Que plusieurs de ces jeunes curieux occupent un jour des postes de leadership fait peu de doutes pour Raphaël Arteau-McNeil, le «père fondateur» du Certificat, âgé de 35 ans. Le lien relève pratiquement de la logique, selon lui.

«Lorsqu’on parle de gestionnaires ou de cadres – bref, de leaders – on parle en fait de gestion d’êtres humains dans un rapport d’autorité, explique-t-il. Or, la question de l’autorité – c’est-à-dire les bonnes et les mauvaises façons d’exercer le pouvoir avec et sur d’autres êtres humains – est au cœur d’œuvres comme l’Iliade d’Homère, La République de Platon, l’Éthique et la Politique d’Aristote».

«Pour tout dire, je ne vois tout simplement pas comment on peut bien exercer ce travail sans une solide formation humaniste», conclut-il.

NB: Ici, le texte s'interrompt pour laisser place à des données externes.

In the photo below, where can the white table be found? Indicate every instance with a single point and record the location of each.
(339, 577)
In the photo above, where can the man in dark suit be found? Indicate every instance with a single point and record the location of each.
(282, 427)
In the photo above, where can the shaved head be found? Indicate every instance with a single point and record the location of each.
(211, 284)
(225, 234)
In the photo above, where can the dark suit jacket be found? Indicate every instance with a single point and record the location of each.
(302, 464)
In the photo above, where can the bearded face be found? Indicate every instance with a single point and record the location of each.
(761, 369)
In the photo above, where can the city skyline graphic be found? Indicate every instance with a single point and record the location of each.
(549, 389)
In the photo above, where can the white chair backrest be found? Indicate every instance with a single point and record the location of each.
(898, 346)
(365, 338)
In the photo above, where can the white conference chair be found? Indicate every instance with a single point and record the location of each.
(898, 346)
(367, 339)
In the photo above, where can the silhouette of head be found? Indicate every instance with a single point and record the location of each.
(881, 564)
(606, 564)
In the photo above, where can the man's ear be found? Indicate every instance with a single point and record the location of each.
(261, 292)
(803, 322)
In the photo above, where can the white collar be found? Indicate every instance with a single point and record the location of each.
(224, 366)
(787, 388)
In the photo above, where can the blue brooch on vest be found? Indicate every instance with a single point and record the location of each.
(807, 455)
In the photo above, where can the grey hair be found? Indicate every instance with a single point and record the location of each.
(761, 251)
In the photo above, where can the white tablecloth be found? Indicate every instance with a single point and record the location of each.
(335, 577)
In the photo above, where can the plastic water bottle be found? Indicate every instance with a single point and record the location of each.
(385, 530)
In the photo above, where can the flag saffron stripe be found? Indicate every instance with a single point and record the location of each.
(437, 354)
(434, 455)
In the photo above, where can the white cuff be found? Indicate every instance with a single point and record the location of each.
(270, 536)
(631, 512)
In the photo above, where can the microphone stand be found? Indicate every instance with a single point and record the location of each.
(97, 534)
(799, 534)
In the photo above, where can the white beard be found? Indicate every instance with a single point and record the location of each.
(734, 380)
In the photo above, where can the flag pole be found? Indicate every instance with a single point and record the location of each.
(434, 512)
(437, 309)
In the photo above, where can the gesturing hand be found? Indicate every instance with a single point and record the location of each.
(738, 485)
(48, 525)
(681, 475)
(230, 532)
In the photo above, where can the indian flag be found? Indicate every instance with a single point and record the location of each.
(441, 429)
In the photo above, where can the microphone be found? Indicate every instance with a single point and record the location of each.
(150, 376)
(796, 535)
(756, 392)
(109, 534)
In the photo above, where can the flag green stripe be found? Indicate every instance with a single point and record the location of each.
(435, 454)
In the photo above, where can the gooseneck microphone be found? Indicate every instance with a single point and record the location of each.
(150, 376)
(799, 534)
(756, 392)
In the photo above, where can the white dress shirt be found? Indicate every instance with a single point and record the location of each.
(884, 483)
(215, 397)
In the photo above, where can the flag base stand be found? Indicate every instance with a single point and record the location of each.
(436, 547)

Socrate, consultant stratégique

Joëlle Tremblay, professeure de philosophie au Cégep de Granby, va porter la bonne nouvelle directement dans les bureaux corporatifs. Avec la boîte montréalaise de stratégie, de management et de marketing f. & co., elle donne depuis peu des formations en entreprises, ses classiques sous le bras.

Elle aide les gestionnaires à faire leur planification stratégique et à prendre leurs décisions en discutant de la pensée calculante de Heidegger ou du mythe de Sisyphe de Camus.

«Le fameux “think outside the box”, ça demande de la culture générale, un esprit de synthèse et d’analyse qui sort des grilles des gens en administration. Comme le disaient mes anciens profs, la sur-spécialisation, ça ne donne pas de perspectives larges. La philo, c’est l’art de poser les bonnes questions au bon moment.» Et jusqu’à présent, les entreprises, d’abord étonnées, en redemandent, assure-t-elle.

Alors pour paraphraser Yvon Deschamps : les humanités, qu’ossa donne? Une culture générale. Et une bonne job.